Patients and caregivers do have some common agendas. We both want to see care given to those who aren’t getting it. We want to end the use of jails as alternative mental hospitals. We want decent health insurance benefits for those living with mental illness. But the proposals I have enumerated all stress control where I stress empowerment. Murphy’s Law does absolutely nothing except move some bureaucracies around, strong arm states into creating forced treatment programs, and erode HIPAA rights. Our emphasis mustn’t be on “families in crisis” but on people in crisis — the ones who are actually sick.
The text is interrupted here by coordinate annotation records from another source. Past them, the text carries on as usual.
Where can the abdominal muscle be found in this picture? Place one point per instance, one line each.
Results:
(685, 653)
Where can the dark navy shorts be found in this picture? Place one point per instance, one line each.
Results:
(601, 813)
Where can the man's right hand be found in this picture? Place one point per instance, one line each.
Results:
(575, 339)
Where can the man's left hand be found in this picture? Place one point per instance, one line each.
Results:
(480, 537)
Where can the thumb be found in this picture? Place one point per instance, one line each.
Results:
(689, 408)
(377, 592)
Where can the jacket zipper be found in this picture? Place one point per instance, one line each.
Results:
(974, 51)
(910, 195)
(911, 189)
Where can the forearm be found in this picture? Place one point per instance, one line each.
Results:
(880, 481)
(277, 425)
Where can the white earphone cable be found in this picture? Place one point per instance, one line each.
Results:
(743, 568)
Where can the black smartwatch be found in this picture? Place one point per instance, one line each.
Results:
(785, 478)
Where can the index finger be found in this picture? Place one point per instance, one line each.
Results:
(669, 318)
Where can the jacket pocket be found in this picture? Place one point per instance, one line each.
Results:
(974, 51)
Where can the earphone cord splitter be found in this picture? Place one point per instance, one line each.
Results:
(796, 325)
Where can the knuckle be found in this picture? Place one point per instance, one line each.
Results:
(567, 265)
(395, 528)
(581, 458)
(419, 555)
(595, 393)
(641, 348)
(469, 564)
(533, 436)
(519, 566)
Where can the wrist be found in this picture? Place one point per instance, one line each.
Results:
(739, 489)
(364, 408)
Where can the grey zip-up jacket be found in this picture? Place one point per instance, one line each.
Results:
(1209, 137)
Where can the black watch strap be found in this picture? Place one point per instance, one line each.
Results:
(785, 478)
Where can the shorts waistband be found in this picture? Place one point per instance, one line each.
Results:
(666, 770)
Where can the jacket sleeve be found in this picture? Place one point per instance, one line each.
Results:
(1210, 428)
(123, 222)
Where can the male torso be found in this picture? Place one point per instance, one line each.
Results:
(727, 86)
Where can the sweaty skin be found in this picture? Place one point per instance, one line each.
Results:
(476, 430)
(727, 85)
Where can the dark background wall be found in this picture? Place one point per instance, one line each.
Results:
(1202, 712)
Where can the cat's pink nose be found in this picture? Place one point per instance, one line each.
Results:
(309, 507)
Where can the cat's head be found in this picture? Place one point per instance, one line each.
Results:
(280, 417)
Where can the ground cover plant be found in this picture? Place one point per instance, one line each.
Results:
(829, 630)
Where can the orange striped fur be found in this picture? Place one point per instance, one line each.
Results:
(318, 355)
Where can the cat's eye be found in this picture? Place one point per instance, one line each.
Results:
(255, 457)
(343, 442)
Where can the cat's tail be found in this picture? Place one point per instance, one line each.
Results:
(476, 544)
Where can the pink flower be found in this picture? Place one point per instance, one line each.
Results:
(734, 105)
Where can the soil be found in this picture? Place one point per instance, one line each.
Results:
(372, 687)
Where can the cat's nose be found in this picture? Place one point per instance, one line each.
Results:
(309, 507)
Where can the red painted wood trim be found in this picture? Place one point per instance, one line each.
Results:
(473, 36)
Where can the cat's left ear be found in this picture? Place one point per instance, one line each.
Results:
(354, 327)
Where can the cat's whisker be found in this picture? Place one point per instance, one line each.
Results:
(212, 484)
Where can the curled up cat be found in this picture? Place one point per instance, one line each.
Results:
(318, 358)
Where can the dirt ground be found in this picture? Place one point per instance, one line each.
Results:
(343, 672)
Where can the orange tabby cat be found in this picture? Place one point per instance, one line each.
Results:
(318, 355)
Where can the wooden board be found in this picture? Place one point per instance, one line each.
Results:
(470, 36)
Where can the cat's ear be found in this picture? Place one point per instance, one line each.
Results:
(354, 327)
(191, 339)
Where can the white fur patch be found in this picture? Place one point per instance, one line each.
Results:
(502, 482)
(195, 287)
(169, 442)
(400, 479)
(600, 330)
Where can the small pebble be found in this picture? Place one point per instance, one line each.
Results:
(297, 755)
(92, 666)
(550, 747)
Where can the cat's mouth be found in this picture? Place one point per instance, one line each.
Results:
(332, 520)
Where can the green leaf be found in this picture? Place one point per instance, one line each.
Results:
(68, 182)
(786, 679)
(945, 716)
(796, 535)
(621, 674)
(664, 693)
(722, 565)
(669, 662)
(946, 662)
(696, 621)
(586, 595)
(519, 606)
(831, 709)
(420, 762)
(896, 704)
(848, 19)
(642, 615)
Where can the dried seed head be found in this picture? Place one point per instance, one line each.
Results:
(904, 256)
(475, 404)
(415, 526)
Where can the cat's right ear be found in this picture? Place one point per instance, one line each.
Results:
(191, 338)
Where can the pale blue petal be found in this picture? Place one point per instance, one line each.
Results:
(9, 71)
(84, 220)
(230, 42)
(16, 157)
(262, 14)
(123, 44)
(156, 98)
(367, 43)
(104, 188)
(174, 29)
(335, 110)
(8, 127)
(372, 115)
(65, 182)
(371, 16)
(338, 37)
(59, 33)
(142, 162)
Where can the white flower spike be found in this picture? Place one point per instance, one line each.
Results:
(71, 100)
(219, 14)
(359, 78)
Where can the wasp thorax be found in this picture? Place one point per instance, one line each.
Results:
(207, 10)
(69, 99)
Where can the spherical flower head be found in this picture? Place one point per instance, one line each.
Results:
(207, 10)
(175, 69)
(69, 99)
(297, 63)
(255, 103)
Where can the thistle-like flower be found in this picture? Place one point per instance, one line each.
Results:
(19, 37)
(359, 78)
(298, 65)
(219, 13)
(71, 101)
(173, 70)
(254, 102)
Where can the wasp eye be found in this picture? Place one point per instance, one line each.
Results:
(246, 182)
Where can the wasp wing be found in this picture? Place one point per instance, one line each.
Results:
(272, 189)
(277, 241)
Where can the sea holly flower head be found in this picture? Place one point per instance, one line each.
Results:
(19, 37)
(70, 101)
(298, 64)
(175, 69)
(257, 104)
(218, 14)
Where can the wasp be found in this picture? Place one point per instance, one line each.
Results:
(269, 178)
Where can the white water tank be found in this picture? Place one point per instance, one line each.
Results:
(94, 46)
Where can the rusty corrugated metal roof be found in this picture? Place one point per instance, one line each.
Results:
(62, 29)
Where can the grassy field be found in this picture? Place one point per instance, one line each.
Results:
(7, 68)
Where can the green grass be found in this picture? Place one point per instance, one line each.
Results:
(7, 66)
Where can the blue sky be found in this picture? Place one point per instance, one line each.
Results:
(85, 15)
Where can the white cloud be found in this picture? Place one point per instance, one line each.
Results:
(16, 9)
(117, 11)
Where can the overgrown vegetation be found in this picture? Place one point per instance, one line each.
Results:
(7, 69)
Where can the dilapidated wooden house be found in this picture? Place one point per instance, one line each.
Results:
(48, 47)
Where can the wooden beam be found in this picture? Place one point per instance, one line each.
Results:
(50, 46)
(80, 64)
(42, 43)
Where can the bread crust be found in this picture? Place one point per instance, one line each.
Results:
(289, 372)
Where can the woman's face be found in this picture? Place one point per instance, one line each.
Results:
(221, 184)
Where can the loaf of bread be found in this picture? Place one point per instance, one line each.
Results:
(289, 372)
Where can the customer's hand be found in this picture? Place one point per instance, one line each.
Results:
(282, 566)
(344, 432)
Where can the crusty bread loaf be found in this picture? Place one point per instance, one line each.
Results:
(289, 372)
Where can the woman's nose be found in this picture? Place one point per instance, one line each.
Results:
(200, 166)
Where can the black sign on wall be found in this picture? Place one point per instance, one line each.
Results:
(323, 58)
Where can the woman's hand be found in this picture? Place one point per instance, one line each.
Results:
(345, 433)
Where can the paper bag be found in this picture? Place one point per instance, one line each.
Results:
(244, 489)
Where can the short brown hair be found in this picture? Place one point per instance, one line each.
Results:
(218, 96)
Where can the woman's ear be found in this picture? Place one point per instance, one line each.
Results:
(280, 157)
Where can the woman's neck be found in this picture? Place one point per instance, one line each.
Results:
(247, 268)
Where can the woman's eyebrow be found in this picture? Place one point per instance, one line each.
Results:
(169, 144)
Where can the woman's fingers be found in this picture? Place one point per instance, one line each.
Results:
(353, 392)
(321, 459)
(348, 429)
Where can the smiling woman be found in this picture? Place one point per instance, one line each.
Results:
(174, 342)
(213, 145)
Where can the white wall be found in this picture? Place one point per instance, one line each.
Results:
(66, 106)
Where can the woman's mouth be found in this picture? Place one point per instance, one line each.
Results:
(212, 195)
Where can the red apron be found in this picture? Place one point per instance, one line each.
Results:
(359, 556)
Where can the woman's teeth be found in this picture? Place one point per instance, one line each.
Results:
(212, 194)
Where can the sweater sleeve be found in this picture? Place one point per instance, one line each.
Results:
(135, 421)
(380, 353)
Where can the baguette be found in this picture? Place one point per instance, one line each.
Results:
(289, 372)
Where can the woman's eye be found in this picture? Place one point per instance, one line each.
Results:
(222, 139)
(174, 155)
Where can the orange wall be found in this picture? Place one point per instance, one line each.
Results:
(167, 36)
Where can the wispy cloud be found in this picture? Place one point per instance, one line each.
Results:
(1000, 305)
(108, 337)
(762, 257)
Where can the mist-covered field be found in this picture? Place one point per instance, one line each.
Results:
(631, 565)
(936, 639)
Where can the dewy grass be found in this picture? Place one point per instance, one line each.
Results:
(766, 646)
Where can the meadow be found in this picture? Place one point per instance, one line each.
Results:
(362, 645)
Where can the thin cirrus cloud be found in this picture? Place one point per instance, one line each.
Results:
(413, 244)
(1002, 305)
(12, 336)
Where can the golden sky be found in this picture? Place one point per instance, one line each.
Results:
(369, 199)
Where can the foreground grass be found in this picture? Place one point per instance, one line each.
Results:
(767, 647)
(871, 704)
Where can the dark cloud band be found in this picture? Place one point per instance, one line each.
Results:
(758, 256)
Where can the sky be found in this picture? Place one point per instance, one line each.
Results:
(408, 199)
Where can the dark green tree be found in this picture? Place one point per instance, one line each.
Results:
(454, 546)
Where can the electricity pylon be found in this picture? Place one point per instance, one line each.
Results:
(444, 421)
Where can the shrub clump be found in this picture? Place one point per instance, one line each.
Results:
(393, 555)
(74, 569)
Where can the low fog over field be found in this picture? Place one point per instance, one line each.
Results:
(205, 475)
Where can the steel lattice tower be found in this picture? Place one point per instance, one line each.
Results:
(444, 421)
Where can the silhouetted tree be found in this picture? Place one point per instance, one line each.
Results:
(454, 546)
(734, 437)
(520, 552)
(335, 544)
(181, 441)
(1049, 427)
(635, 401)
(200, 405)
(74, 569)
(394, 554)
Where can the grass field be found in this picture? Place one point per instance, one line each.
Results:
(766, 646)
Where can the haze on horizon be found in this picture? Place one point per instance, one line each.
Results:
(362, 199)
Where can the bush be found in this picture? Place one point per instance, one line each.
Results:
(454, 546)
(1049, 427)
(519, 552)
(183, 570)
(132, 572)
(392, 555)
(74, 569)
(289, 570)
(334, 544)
The proposed bill is a lazy approach to mental health that does nothing to give the homeless access to health care, debt-free education, jobs, housing, or comprehensive health insurance that doesn’t disappear when they lose their jobs and their savings. The proposed law will do nothing to get people off the streets or take care of those who are most severely stricken. It is a worthless, political bill; and it disturbs me that so many mental health activists have been duped into supporting it.
The hockey mask prevents the public from seeing our true faces. Instead of joining the throng when a spectacular crime is reported, we need to speak up about stigma and the ineffectiveness of the services we are offered every day of our lives. We can’t stand by and let our state and federal governments go cheap because they don’t think our votes are worth courting. 2.2 million Americans live with bipolar disorder alone. That’s a voting bloc that can turn a close election if we unite. We are our own best poster children. Talk about your life and its hardships. That is the true way to reform.